Liturgia Pagã

 

«Mais vale cair em graça do que ser engraçado»

4º Domingo da Quaresma  (ano A)

1ª leitura: 1º livro de Samuel, 16, 1-13

2ª leitura: Carta de S. Paulo aos Efésios, 5, 8-14

Evangelho: S. João, 9, 1-41

 

O ponto é sabermos de quem é a graça em que caímos. Muitas vezes, cair em graça de alguém é prender-se à desgraça desse alguém. Raramente é seguro cair em graça, se perdemos independência. É claro que há sempre quem saiba aproveitar-se tanto da graça como da desgraça dos outros.

 Na 1ª leitura, foi David quem caiu em graça, embora não fosse ele, mas Eliab, o mais engraçado.

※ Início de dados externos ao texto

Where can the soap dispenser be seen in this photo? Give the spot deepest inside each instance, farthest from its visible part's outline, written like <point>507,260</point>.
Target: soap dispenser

S. Paulo dá uma volta ao provérbio: se não nos fazemos engraçados perante Deus, não conseguimos cair na sua graça.

Quanto a S. João, apresenta-nos uma das histórias mais dramaticamente bem desenvolvidas de todo o Evangelho. O cego caiu na graça de Jesus sem sequer pretender fazer-se engraçado; fez-se engraçado perante os fariseus e só lhes caiu na desgraça; finalmente seguiu o conselho de S. Paulo: mostrou a Jesus a sua maneira de ser engraçado e Jesus revelou-lhe o segredo e a força da sua graça.

O provérbio em questão é exemplo de amarga sabedoria: dá conta de que o sucesso na vida depende mais do proteccionismo do que do valor pessoal. Mas também é um conselho de prudência e mesmo de esperteza: os poderosos não podem ser atacados frontalmente, e até se tornam fracos se lhes alimentamos a vaidade.

Também chama a atenção para um princípio estratégico: «Qual é o rei que parte para a guerra contra outro rei e não se senta primeiro para examinar» a probabilidade de vitória? (Lucas, 14, 31-32).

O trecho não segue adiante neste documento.